When I try to start the Linux VM I get the following error:
kvm: -device vfio-pci,host=0000:63:00.0,id=hostpci0,bus=ich9-pcie-port-1,addr=0x0: vfio: error disconnecting group 5 from container
kvm: -device vfio-pci,host=0000:63:00.0,id=hostpci0,bus=ich9-pcie-port-1,addr=0x0: vfio 0000:63:00.0: error getting device from group 5: No such device
Verify all devices in group 5 are bound to vfio-<bus> or pci-stub and not already in use
TASK ERROR: start failed: QEMU exited with code 1
It looks like the host or something else is using it - but I can't see how or where - Does anyone know how to fix this? (Any assistance greatly appreciated!)
I have got Proxmox 8.3.2 running on a Cisco UCS X-Series Blade that has 2 x NVIDIA T4 cards installed - and I am trying to get GPU passthrough to work to a Linux 24.04 VM I am running on it. I have found a great deal of information on the threads in this forum - and I have tried multiple permutations.

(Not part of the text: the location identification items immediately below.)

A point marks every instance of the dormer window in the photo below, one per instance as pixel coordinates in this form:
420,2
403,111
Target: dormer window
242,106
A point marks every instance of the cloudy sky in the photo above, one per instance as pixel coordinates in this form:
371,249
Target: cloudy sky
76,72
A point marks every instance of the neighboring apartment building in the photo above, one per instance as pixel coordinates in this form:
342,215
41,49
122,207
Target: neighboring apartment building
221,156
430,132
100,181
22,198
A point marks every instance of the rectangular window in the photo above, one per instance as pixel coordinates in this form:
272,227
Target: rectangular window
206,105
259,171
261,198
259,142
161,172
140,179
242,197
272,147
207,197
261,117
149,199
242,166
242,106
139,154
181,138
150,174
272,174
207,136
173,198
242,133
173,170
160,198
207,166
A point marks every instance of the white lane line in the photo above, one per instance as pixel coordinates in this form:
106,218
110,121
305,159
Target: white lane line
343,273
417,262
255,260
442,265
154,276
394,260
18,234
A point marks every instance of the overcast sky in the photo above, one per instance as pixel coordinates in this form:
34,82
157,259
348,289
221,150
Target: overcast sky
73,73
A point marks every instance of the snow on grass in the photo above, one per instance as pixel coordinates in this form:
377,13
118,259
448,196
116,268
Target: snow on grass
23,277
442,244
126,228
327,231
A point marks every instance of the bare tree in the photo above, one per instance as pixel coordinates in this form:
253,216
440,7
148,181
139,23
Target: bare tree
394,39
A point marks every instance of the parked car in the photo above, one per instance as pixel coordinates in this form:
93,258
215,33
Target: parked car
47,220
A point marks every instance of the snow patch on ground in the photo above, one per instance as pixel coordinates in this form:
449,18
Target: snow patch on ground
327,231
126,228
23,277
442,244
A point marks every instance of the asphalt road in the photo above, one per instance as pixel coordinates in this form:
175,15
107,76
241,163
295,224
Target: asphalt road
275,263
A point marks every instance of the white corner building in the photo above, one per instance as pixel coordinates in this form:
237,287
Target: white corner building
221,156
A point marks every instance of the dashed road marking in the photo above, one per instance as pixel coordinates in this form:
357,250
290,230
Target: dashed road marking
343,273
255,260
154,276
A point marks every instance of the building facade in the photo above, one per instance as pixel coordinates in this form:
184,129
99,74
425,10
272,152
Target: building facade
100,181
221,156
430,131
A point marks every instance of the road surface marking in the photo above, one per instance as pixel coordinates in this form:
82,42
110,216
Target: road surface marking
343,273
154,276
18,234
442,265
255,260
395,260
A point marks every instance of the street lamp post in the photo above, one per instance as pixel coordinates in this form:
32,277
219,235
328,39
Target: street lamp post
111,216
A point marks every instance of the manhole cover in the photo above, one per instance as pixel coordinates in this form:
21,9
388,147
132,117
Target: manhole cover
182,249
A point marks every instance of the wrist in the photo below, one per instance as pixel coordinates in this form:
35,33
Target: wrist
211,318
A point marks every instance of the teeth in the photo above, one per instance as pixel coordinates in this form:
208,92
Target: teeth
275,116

I have the drivers blacklisted, and I can see the 2 cards (which interestingly have the same Vendor and Device ID) and can see that the blacklisted drivers appear to be working as the "Drivers in use" no longer appear as shown below:
root@ai:~# lspci -k | grep -E "vfio-pci | NVIDIA"
63:00.0 3D controller: NVIDIA Corporation TU104GL [Tesla T4] (rev a1)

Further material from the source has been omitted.